Notice from your geological map that Kennon Head is a basalt outcrop that forms part of the Older Volcanics. This outcrop was once an island (as was The Nobbies) but it is now joined to the rest of Phillip Island by a huge sand dune deposit. The structure that joins a rocky island to the mainland is called a tombolo. In this case the area is called the Summerland Tombolo Complex. You can see the location of the dunes on the geological map.
Of geological significance at Kennon Head are two dykes that intrude the basalt platform to the south and west of the Head. A dyke is formed when lava flows through a wide crack in the earth and so it looks like a wide band of different rock that cuts across the basalt surface. Dykes are usually the conduit through which the molten magma flows to the surface.Also significant is a large zeolite chamber over 1.5 metres long and 25 cm wide that has been broken open so you can see inside. See if you can find the dykes and the chamber but don’t take risks. Make sure you remain alert to danger from the sea, especially unpredictable waves.
As you walk along Kitty Miller Beach toward Kennon Head, you will notice an impressive layer of columnar jointed basalt in the distance sitting on the top of the higher wave platform. Extending from this platform to the base of the bluff is a stranded boulder rampart 1–1.5 metres above high water mark and now covered with vegetation. The boulders are similar in size to those of the modern beaches (up to 20 cm long) and appear to have been put there by storm waves when the ocean level was slightly higher than it is now.
Recall that the black basalt outcrops formed from a flow of volcanic lava. Imagine what it was like when it was still red hot and flowing. Note the appearance of the basalt rock. Check the colour and jointing. How tall are the columns? Check for holes (vesicles) in the basalt. Are there any minerals in the holes? Are there any mineral deposits in the joints?

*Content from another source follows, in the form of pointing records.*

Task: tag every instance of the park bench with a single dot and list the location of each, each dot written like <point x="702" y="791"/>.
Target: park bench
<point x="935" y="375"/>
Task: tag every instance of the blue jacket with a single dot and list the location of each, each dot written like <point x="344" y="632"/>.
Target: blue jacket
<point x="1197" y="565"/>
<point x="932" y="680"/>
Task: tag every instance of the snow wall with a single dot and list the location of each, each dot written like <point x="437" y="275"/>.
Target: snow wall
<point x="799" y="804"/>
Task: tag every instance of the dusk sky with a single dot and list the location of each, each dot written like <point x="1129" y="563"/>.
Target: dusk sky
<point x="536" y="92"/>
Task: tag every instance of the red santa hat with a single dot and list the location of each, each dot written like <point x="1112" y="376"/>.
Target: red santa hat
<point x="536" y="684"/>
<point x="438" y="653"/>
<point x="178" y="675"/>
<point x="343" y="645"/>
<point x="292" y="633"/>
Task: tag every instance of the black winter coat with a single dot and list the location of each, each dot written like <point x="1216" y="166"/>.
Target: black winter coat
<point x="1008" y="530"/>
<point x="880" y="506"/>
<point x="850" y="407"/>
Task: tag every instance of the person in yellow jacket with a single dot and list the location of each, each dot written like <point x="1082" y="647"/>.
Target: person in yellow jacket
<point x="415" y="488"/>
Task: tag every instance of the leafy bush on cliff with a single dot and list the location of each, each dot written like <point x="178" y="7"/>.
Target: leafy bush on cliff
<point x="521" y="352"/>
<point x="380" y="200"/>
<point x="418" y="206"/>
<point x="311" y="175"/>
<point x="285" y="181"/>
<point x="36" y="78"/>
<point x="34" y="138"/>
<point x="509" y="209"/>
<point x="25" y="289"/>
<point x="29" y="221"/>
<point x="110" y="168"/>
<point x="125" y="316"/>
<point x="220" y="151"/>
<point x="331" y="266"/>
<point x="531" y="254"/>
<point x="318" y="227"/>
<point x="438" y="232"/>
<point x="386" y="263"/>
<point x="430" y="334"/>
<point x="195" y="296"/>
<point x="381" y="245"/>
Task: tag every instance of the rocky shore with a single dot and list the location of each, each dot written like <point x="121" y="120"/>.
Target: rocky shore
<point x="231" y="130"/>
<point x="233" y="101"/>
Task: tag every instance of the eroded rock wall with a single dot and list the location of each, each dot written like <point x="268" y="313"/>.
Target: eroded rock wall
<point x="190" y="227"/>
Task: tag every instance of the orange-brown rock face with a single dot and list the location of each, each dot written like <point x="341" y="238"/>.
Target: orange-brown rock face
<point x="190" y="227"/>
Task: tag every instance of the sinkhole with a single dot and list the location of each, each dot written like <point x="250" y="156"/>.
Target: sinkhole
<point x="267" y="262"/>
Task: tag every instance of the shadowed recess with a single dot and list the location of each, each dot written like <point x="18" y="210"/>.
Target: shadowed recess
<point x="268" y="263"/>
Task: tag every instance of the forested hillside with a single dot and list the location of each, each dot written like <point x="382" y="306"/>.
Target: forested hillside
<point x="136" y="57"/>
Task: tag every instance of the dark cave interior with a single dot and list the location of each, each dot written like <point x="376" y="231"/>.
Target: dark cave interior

These deposits illustrate the extent of the volcanic eruptions with one lava flow indicated by the height of the columns. The holes (vesicles) in the basalt point to the release of gases during the eruptions. The flat surfaces between the lava flows indicate that there was not a lot of time between flows. The cliffs and rock platforms were eroded as the water receded from the land late in the Flood, and in the 4,500 years afterwards.